Optional: AI post-mortem on missed questions
I'm reviewing IELTS Academic Reading Passage [N]. For each question I got wrong, here is the question, the correct answer, my answer, and the sentence in the passage that contains the answer: [paste each one here] For every question, tell me in 2 sentences which skill I missed (paraphrase spotting, scanning, T/F/NG logic, matching headings, etc.) and what I should look for next time.
Now what
How to use BandTrack effectively
- 01
Log every attempt — even the bad ones.
Trends matter more than any single score. Skipping a rough day skews your average upward and hides real weaknesses.
- 02
Stay consistent in your source.
Cambridge official tests are calibrated. Random YouTube mocks aren't. Mixing them makes your bands incomparable across weeks.
- 03
Paste AI feedback into the Note field.
For Speaking and Writing, the band number alone is useless three weeks later. The reasoning and the rewritten paragraph are what you'll re-read.
- 04
Check the Dashboard weekly, not after every attempt.

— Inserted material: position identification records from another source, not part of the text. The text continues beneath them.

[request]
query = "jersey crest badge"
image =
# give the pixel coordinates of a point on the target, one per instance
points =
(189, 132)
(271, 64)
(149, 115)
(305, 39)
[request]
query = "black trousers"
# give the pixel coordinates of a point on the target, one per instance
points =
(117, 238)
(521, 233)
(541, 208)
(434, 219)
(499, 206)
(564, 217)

Look at the radar chart and the trend lines, not the last data point. One bad attempt is noise; three in a row is signal.
- 05
Focus on the weakest area card.
Your overall band is dragged down by your lowest section. Writing especially — Task 2 counts double, so a weak Task 2 hurts twice as much.
- 06
Back up at least once a week.
Everything lives in this browser. One cache clear and it's gone. Open Settings → Export and save the file somewhere safe.
- 07
Don't chase 9s on the sliders.
Be honest with the AI's grading — overscoring yourself feels good for a day and hides the work that would actually move your band.